We used in silico approaches for data mining of the KLK15 gene for potential functional motifs and differential splicing to determine regions of the gene that could be functionally compromised by genetic variations. This was supplemented by identification of potentially functional common SNPs using database searches and re-sequencing of ovarian cancer cell lines and patients, to prioritize variants for ovarian cancer prognosis studies. We then assessed the association between ovarian cancer survival and 9 SNPs tagging 22 prioritized KLK15 SNPs in an Australian dataset, and undertook replication studies in two other ovarian cancer studies to validate our findings.

Methods

Study Participants and Genotyping

The initial phase of this study included 319 Australian women diagnosed with primary invasive epithelial ovarian cancer between 1985 and 1997. Over half of the women (N = 207, 65%) had participated in a large population-based case-control study of the etiology of ovarian cancer. Briefly, these women were ascertained through major gynecology-oncology treatment centres in the three most populous Australian states: Queensland, New SouthWales and Victoria. A central gynecologic histopathologist reviewed all pathology reports and sections of each tumor to confirm the diagnosis and histological subtype. The remaining women (N = 112, 35%) were ascertained as consecutive incident cases from the Royal Brisbane Hospital (RBH), Queensland, Australia. The patients in the study were included on the basis on availability of DNA and survival/follow up data. Information on diagnosis, disease stage (using the International Federation of Gynecologists and Obstetricians [FIGO] criteria), tumor histology and grade was abstracted retrospectively from the women's medical records and pathology reports or, for a subset of cases, from the RBH Gynecology Oncology database. Full details of the methods and the characteristics of the cases have been reported previously [15, 18]. The women were followed for mortality using personal identifiers which were linked to the Australian National Death Index (NDI), State Cancer Registry records and the RBH Gynecology Oncology database. DNA was extracted as described in previous studies [15, 18] and genotyping of the KLK15 SNPs was performed using the Sequenom iPLEX MassArray platform (San Diego, CA, USA) according to manufacturer instructions. The first replication sample set included 1815 patients from the stage 1 of an ovarian cancer genome-wide association study (GWAS), all with confirmed invasive epithelial ovarian cancer from four different ovarian cancer case series in the United Kingdom (UK): United Kingdom Ovarian Population study (UKOPS), Study of Epidemiology and Risk Factors in Cancer Heredity (SEARCH), Royal Marsden Hospital (RMH) and United Kingdom Familial Ovarian Cancer Registry (UKFOCR), as described previously [19]. Genotyping of the replication sample set was performed as part of the first published genome-wide association study (GWAS) of ovarian cancer [19].

The second replication dataset consisted of 413 women with invasive epithelial ovarian cancer from The Cancer Genome Atlas (TCGA) Pilot Project established by the National Cancer Institute and the National Human Genome Research Institute.
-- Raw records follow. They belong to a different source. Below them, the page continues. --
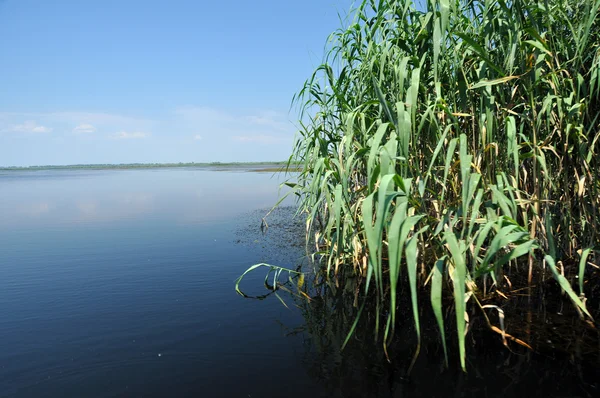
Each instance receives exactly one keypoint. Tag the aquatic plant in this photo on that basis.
(445, 144)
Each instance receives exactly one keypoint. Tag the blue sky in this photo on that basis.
(124, 81)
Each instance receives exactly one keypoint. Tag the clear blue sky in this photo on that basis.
(123, 81)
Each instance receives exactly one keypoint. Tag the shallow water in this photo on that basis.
(121, 283)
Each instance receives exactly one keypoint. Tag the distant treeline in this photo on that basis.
(144, 165)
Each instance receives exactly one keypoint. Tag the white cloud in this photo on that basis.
(124, 135)
(261, 139)
(261, 127)
(84, 129)
(30, 127)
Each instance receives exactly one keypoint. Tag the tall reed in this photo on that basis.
(443, 144)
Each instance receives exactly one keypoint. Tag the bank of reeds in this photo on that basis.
(446, 143)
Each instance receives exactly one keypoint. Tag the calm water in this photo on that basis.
(120, 283)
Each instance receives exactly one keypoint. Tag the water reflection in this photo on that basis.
(362, 370)
(69, 198)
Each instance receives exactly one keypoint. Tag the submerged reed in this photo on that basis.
(443, 144)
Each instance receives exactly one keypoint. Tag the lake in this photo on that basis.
(120, 283)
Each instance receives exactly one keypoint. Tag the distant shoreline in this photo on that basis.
(255, 166)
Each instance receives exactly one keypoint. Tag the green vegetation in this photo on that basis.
(268, 166)
(454, 147)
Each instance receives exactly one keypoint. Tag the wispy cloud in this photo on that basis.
(261, 127)
(64, 122)
(30, 127)
(124, 135)
(84, 129)
(260, 139)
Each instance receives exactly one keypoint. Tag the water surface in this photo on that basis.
(120, 283)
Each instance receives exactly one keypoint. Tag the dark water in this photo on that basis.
(121, 284)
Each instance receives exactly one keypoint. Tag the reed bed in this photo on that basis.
(446, 144)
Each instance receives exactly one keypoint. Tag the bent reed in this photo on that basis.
(447, 143)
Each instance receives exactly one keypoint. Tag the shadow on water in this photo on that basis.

Information about TCGA and the investigators and institutions that constitute the TCGA research network can be found at their website [20]. Genotyping and clinical data for ovarian cancer patients were downloaded via the TCGA data portal.

Progression-free survival, residual disease status and platinum sensitivity data were not available for the Australian or European sample sets. Informed consent was obtained from all the participating subjects. Human Ethics Committee approval was given for the recruitment and genotyping of all the individuals included in this study.

Web based search for putative splice-variants

Access information for the KLK15 gene and its protein product was downloaded from different databases as given in Additional file 1. Potential KLK15 alternative splice variants were identified through sequence alignment analysis of the splice variants and Expression Sequence Tags (ESTs) reported in publicly available databases including NCBI and Ensembl. Sequence alignments were performed using the clustal W platform. SignalP 3.0 Server and PSORT II Prediction default matrices were used to determine if each KLK15 isoform contained a signal peptide. mRNA folding of all the KLK15 variants was analysed by in silico modeling using mfold version 2.3. Additional file 2 details the websites used for the in silico analysis.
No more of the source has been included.